The other thing that Bob used well was provincial combinations. He had two ready made combos in the now settled front row of Daly, Kearns and McKenzie of NSW and also in the centres with the QLD duo of Horan and Little. Around it he added a back three from NSW with Roebuck, Ego and Campo, a QLD lock combination in Eales and McCall and then a NSW back row through Poido, Willie O and Gav (eventually to be replaced by QLDer Troy Coker). What helped was that Rod McQueen had coached the Waratahs to an undefeated 1991 season whilst John Connolly had the QLDers playing winning footy as well.
Finally Dwyer knew he had a good thing and he stuck to it. If you take away the Western Samoa test, in which there were a number of changes, Dwyer only started 18 different players across the nine tests that year. Two of those were due to injuries to Tim Gavin and Nick Farr-Jones. The other was the aforementioned Miller-Poido rotation.
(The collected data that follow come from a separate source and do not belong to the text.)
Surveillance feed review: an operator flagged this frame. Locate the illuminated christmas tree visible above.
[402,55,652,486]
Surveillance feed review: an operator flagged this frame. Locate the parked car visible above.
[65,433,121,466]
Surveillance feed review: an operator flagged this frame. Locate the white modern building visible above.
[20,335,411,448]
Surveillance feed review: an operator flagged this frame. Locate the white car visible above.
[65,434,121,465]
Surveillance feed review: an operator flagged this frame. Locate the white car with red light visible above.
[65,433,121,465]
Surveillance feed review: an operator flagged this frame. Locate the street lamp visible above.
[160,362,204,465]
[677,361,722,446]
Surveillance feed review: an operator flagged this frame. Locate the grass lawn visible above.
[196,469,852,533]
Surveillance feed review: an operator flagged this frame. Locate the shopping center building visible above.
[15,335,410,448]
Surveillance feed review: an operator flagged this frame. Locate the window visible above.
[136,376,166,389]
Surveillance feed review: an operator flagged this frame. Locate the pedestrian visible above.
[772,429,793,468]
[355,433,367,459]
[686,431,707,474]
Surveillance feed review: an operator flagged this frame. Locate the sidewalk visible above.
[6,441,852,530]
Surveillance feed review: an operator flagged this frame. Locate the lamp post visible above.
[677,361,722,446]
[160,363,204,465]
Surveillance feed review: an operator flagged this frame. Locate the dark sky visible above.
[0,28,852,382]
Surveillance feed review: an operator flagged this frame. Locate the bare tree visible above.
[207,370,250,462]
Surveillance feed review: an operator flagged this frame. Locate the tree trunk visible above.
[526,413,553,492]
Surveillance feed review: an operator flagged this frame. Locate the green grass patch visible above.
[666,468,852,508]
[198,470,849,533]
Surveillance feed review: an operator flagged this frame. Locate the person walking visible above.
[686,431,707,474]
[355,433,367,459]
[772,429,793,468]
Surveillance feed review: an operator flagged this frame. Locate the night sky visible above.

What Robbie Deans needs to work out is how he wants to play the game. Contrary to some beliefs, Australia DOES have the depth of players (when fully fit) to enable the coach to select players to his game plan, rather than the other way around. So do we want the flighty runners in the backs and the forwards to be the ball runners? Pick the team now and stick to it. Ditch the dead weight and do it. Or do we need a purely set piece pack with a hard running back line. Make the call Robbie and then pick the team. There’s still time.
As for combinations, well unfortunately for Robbie injury has limited his ability to do that. But he had his chance earlier. There was a very strong case for picking Anthony Faingaa outside Quade Cooper because of the successful combination they’d formed at the Reds. Likewise a lock combination of Kane Douglas and Dean Mumm would not look out of place in the Wallabies. The Force had one of the most effective back rows in the comp, so why not reward Brown, Hodgson and Pocock en masse?
But finally, and I think this is perhaps the most valid point, is stop building depth. Dwyer found his team and stuck with it for pretty much the entirety of the 1991 RWC. If they are our best team, back them to play out the tournament, allow them to keep their combinations going and let them play. We don’t need 30 world class players to win the World Cup. We need 15. Ok maybe 22. But it really doesn’t matter that Salesi Ma’afu has played a season of test match footy this year, if we know Al Baxter is available and a better option. Professional footy now is obviously a lot different to how it was played in the amateur days of the early 90s. But continuity of team selection is a valuable tool that is too often overlooked.